Он и его жена чуть не свалились от смеха, когда я воспроизвел ту часть своего монолога, где горделиво себя отличал от «какого-нибудь американца».

— Так в том-то и дело, что американцев они не боятся. Пусть клевещут — чего другого ждать от буржуазной пропаганды? А вот от советской они хотели бы совсем другого. Полной поддержки и всяческих восторгов.

Была осень восемьдесят шестого — у нас что-то уже поменялось, в воздухе чувствовался приход совсем иных времен. Даже посол был готов к тому, что мой очерк окажется для страны его пребывания не слишком желанным и что ему предстоят трудные дни.

— Я сознаю, что после вашей публикации нам тут придется туго, — сказал он, прощаясь со мной. — Рассчитываю на вашу аккуратность. А мы будем отбиваться, такова участь всех дипломатов.

Очерк «Краски Кореи» появился через два месяца после моего возвращения. Где-то долго его согласовывали: подобных публикаций о «стране социализма» в нашей периодике еще не было. Я очень старался быть аккуратным, как меня и просил посол. И соблюсти те условия, которые не помешали бы очерку увидеть свет.

Кажется, сказал в нем то, что хотел.
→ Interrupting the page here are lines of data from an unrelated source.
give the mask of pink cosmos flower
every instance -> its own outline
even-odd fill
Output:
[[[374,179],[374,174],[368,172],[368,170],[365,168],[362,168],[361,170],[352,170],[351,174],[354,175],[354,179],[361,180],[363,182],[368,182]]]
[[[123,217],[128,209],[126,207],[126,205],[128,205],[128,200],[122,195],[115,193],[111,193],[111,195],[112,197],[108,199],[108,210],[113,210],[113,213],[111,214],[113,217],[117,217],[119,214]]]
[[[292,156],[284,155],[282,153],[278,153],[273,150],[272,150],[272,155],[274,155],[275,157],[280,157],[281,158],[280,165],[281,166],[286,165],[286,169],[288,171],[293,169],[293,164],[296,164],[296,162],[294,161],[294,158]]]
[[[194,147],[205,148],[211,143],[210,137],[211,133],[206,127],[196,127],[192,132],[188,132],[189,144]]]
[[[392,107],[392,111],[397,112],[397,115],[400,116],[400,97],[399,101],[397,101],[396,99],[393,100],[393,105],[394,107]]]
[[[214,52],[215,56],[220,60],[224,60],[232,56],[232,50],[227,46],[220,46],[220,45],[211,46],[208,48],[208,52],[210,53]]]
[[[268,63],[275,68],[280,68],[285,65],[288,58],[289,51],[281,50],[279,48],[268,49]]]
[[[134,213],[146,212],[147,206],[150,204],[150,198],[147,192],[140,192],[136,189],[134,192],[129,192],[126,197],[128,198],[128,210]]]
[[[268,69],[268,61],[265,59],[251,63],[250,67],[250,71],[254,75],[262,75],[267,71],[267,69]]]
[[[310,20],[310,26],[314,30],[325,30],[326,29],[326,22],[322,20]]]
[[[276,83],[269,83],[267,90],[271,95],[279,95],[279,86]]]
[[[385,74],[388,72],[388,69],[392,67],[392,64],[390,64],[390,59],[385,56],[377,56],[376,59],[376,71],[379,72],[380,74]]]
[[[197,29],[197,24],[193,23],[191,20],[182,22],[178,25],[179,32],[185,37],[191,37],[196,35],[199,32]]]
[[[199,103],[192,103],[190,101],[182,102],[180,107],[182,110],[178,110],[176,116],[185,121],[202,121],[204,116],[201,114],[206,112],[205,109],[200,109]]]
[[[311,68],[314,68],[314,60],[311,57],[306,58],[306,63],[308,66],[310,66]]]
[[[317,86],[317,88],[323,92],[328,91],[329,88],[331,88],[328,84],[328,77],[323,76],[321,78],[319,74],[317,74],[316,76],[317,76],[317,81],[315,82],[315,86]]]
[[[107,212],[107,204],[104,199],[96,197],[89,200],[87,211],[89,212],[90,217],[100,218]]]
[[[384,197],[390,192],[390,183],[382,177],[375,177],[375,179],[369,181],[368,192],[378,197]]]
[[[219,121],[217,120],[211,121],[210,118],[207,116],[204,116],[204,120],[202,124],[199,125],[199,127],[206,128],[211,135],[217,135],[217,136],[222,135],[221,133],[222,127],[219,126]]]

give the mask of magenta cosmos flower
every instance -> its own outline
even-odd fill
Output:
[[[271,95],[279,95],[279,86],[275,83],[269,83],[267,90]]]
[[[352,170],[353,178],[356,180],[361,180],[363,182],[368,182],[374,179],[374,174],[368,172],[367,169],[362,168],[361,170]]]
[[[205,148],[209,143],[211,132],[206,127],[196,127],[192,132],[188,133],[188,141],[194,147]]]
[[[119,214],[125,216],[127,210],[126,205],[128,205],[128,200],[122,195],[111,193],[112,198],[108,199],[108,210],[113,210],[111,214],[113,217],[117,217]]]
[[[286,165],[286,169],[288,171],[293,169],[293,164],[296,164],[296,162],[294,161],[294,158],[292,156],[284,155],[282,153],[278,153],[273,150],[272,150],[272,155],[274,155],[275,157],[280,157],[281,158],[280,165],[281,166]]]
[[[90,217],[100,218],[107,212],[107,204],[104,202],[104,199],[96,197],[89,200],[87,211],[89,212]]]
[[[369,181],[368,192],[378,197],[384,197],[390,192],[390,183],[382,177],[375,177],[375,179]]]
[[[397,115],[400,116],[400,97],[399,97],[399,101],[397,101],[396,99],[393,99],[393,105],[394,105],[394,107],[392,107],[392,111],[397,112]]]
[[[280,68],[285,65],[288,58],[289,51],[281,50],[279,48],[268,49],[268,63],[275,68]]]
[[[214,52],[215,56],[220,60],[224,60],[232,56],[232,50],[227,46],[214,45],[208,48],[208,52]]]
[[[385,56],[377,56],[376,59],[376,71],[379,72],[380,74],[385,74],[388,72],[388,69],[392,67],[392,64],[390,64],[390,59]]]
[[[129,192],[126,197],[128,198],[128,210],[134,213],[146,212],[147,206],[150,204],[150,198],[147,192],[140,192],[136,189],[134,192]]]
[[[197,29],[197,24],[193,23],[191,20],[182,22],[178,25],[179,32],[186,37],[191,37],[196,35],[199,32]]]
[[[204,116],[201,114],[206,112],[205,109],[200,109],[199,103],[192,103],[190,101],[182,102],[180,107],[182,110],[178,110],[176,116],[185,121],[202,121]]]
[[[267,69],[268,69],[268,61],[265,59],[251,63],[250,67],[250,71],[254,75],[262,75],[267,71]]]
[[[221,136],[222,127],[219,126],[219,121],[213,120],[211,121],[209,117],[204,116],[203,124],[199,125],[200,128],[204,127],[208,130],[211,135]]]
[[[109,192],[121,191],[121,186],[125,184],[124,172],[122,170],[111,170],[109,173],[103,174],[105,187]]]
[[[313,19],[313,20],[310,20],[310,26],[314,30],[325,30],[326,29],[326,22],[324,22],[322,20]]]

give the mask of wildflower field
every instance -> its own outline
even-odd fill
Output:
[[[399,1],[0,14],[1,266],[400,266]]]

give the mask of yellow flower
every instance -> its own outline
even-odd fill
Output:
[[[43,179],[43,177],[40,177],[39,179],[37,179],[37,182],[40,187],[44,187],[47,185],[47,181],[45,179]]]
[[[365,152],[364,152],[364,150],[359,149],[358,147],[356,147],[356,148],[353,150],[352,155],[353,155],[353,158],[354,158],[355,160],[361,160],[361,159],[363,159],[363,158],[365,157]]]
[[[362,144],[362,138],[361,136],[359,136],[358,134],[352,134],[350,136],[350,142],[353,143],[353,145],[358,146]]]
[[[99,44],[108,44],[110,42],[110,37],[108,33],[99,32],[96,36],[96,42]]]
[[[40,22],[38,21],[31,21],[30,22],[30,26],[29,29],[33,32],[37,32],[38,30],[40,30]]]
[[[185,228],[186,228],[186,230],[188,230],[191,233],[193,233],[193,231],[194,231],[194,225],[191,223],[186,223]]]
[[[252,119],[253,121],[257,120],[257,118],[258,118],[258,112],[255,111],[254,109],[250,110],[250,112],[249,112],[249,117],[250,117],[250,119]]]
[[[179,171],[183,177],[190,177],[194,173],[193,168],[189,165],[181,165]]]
И читатель, кажется, тоже все понял. «Ни один ваш судебный очерк, — писал мне омич Иван Лаврентьевич Звирулев, один из полутора тысяч читателей, откликнувшихся на „Краски Кореи“, — не производил на меня такого впечатления, как этот. Так что же получается? Что мы с вами живем в свободной стране? До такой казармы мы ведь все-таки не дошли. Я вот о чем теперь думаю: неужели что-то похожее могло ожидать и нас?» Так восприняли читатели рассказ о счастливом корейском аде, а ведь я не сумел донести до них и десятой доли тех впечатлений, которые все-таки получил!

«Все знают, как надо себя вести, и ведут себя так, как надо», — с лукавой обтекаемостью было сказано в очерке, и фраза эта, правильно понятая, повторялась в десятках читательских писем. «Корейский ректор вам сказал, — цитировал меня Костя Плужников, студент из Ростова, — что главная задача университета — воспитать революционное мировоззрение и привить дисциплинированность. По-моему, такую задачу должен ставить и решать не ученый, не учитель, а ефрейтор. Вы хоть это ефрейтору-ректору разъяснили?»

Многих читателей взволновал рассказ о том, в какой нищете прозябает народ. Даже в тщательно взвешенном моем изложении об этом говорилось вполне прозрачно: «Продуктов в магазинах практически нет, они распределяются в особом порядке. Какие, сколько и как — на эти вопросы мне никто не ответил. Я понимаю — хвастаться нечем: это боль, саднящая рана, неизбежность, с которой свыклись, но которая не становится от этого привычней и легче… В Пхеньяне нет мясных магазинов, но откуда им взяться, если пастбища и стада нехарактерны для пейзажа этой страны?»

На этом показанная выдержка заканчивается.